Reencuentro con la gastronomía cubana a la salida y a la llegada de un crucero por el Caribe. Como muestra, un botón: en Doña Eutimia, uno de los paladares más recomendables de La Habana, no tenían arroz a la cubana porque “no llegaron los huevitos”.
Veinticinco años atrás, cuando a uno se le ocurrió embarcarse en un crucero por primera vez, hacía otros tantos que lo había hecho la abuela Vicenta: “Se nota que sabes dónde vas”, dijo, “en los cruceros se come muy bien”. Aquella experiencia lo ratificó ampliamente y, desde el primer momento, decidimos dejar la Michelin en la maleta para disfrutar cada día de la impecable gastronomía de a bordo. Lo de ahora, nada que ver: jamás hemos comido peor. ¿Sería el barco? ¿La naviera? ¿La temporada? Generalizaciones precipitadas aparte, la primera conclusión apunta a que los cruceros ya no son algo exclusivo y reducen sus méritos al de poner en alta mar la hotelería de masas: piscina, animación… Todo incluido.
Afortunadamente, pasamos una buena parte del tiempo en La Habana y nos resarció el reencuentro con la gastronomía cubana. Veinticinco años atrás, uno elegía el destino de su viaje descartando los lugares donde ya había estado. Ahora, con la edad, no pensamos en conocer lo desconocido, sino en disfrutar de lo que ya conocemos. La excepción a todos los supuestos es La Habana, un lugar al que siempre se anhela ir y al que siempre hay que volver. A pensar —a ritmo de cumbia y guaguancó— en la riqueza y en la pobreza, en la igualdad y en la desigualdad, en la cultura y en la ignorancia, en la libertad y en todos sus matices. A fumarse un puro reglamentario donde a uno le parezca.
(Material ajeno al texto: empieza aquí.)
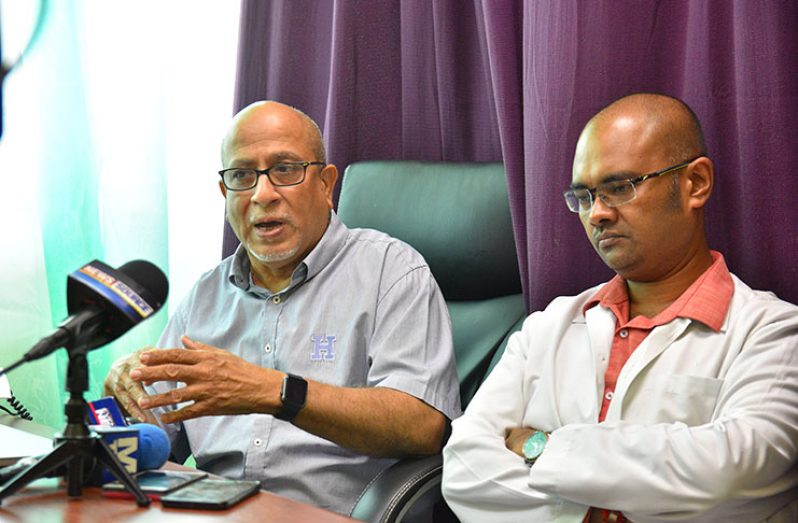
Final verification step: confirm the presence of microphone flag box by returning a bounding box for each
[88,396,127,427]
[86,396,141,483]
[91,425,141,484]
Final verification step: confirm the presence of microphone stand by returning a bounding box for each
[0,328,150,507]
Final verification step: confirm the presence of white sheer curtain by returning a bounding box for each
[0,0,239,427]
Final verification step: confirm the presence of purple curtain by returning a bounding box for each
[225,0,798,310]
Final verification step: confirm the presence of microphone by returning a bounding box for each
[130,423,172,470]
[0,423,172,485]
[0,260,169,375]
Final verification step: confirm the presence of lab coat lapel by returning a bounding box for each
[585,307,615,420]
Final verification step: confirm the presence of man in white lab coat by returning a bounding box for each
[443,94,798,523]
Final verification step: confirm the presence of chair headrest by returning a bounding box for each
[337,161,521,300]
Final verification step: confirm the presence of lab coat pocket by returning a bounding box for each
[664,374,723,426]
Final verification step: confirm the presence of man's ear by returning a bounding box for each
[319,163,338,209]
[687,156,715,209]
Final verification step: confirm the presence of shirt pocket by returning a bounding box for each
[662,374,723,426]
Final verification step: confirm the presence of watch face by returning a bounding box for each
[282,377,308,407]
[524,430,548,459]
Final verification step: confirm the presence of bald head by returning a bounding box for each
[222,101,327,166]
[585,93,707,163]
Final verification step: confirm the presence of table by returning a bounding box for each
[0,415,356,523]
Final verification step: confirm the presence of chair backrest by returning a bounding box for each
[338,161,525,406]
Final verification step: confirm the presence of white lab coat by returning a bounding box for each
[443,276,798,523]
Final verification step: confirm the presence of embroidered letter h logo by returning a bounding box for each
[310,334,335,361]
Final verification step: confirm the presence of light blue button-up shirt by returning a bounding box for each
[149,212,460,513]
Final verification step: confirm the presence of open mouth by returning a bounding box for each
[255,220,283,231]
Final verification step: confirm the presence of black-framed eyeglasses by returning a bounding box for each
[219,162,327,191]
[562,154,704,212]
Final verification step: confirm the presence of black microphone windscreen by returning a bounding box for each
[117,260,169,310]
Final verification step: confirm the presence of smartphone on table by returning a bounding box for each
[103,470,208,499]
[161,478,260,510]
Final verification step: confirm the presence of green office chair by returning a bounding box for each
[338,161,525,523]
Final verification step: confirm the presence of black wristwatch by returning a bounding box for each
[274,374,308,421]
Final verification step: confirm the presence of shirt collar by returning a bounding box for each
[582,251,734,332]
[228,210,348,294]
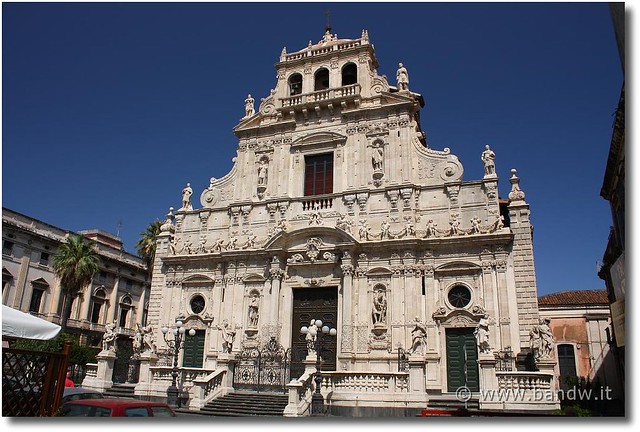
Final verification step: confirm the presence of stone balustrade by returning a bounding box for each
[496,371,553,391]
[284,370,315,417]
[322,371,409,393]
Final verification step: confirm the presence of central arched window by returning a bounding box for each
[342,63,358,86]
[447,285,471,308]
[313,68,329,91]
[91,288,107,324]
[289,73,302,96]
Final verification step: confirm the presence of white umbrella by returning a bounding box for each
[2,305,60,339]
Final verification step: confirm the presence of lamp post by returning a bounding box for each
[300,319,338,415]
[160,320,196,408]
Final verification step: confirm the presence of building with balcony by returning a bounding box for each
[136,29,559,416]
[2,207,149,355]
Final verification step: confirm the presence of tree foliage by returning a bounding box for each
[53,235,100,331]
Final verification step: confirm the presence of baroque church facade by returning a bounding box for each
[136,30,558,416]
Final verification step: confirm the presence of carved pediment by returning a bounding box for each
[291,132,347,149]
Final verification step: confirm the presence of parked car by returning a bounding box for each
[60,398,176,417]
[60,387,104,405]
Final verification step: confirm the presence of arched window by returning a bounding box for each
[90,288,107,324]
[118,295,133,327]
[313,68,329,91]
[29,279,49,313]
[342,63,358,86]
[558,344,578,387]
[289,73,302,96]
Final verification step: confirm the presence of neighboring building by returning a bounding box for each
[136,30,558,415]
[2,207,149,366]
[598,3,626,402]
[538,290,622,399]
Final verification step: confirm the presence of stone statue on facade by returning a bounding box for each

A beberse todos los mojitos de La Bodeguita del Medio, escuchando Hasta siempre comandante, mientras un chino pregunta quién es el tal Che Guevara en un impecable inglés de universidad británica y, a las explicaciones que recibe, replica: “¿Qué revolución?” A agotar las existencias de daiquirí del Floridita y tropezarse con un canadiense que guarda cola para hacerse un selfie con la estatua de Hemingway recostado sobre la barra sin tener nada claro quién es ese tipo. A sentirse felizmente a gusto con las contradicciones de uno mismo.
También, a coger un cucurucho de chips de plátano macho o cualquier otra cosa en un puesto de comida callejera de los que eluden los turistas. O a elegir alguno de los paladares recomendables de la ciudad para disfrutar de la cocina habanera. A pensar —otra vez, maldito vicio— en lo que es y lo que podría ser la gastronomía cubana, basada en una despensa y una tradición intrínsecamente tan ricas como cualquier otra de América Latina. A pedir tostones rellenos, ropa vieja, fritura de malanga o masas de cerdo en Doña Eutimia —uno de los paladares más recomendables de La Habana—, a acompañarlos de una buena cerveza local —Cristal, Bucanero— o de un vino chileno y a oírle decir a la maitre que no hay arroz a la cubana porque no llegaron los huevitos.
A zarpar rumbo a Jamaica y las Islas Caimán —lugares que quedarán punteados en la lista como “ya visto”, sin más— pensando en el inexorable penúltimo regreso a La Habana.